Biden will have to follow that policy of enhanced engagement even at the risk of incurring Chinese wrath. Taiwan’s de facto ambassador to the US, Hsiao Bi-khim, was invited to attend Biden’s inauguration ceremony, underlining for Beijing an essential continuity in US policy towards Taiwan. It is therefore no surprise that China is messaging Washington about its red lines at a time when global opinion is perhaps the most favourable it has ever been to Taiwan.

This was a message also being sent by the Taiwanese president, Tsai Ing-wen, in her New Year address when she suggested that “stabilizing relations across the Taiwan Strait is no longer just an issue for the two sides” but “a concern for the whole of [the] Indo-Pacific region”. There is a lot of goodwill for Taiwan across the world today while China’s actions during the Covid-19 pandemic have generated a negative backlash. This worries Beijing as the global climate might propel Tsai to declare formal independence, although she has repeatedly said that Taiwan is already an independent State, making any formal declaration unnecessary.
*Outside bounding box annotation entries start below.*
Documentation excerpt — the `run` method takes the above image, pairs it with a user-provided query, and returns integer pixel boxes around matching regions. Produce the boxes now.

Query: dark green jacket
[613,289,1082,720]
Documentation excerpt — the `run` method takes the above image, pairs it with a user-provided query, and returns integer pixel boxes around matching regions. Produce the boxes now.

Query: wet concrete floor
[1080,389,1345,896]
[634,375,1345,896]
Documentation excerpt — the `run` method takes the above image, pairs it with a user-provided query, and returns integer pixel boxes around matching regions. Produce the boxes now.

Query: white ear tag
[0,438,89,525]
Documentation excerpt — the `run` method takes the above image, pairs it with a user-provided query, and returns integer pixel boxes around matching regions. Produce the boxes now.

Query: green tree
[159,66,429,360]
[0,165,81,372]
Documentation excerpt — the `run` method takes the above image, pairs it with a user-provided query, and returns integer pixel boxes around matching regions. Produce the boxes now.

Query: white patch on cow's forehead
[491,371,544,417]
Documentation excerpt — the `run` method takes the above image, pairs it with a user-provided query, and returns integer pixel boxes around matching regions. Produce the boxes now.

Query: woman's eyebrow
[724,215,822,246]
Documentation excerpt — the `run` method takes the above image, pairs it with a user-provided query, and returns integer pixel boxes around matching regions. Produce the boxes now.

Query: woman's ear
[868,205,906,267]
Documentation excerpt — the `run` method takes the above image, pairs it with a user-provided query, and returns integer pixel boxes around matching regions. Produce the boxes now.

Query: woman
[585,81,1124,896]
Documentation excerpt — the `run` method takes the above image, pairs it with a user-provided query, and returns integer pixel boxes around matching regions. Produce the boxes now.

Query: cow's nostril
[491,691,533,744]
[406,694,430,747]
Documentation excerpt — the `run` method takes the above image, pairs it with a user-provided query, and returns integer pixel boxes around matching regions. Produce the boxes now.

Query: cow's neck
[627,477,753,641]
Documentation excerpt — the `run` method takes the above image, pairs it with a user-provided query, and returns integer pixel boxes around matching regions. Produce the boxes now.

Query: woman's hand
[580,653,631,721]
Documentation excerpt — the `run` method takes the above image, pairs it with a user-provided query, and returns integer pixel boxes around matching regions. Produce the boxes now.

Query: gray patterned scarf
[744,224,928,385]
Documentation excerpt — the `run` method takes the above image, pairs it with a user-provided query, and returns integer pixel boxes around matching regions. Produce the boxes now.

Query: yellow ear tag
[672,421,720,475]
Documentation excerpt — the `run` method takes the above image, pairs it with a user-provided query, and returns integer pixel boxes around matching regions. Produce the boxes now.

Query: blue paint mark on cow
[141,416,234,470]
Beijing has been relentless in targeting Tsai, but the more she has been bullied, the higher her political profile in Taiwan has risen. She was re-elected to office last year with a landslide victory after she was seen as standing up resolutely to the Chinese Communist Party. The global goodwill for Taiwan will make it even more difficult for Biden to go back to the US’s overly-cautious policy framework of the past. For his part, Xi has made it clear to Taiwan that it “must and will be” reunited with China, arguing that unification was “an inevitable requirement for the great rejuvenation of the Chinese people”.

And so, as the US and China restructure their relationship around the strongly contested issue of Taiwan, the latter remains one of the biggest flashpoints in global geopolitics, with serious consequences for the future of the global order.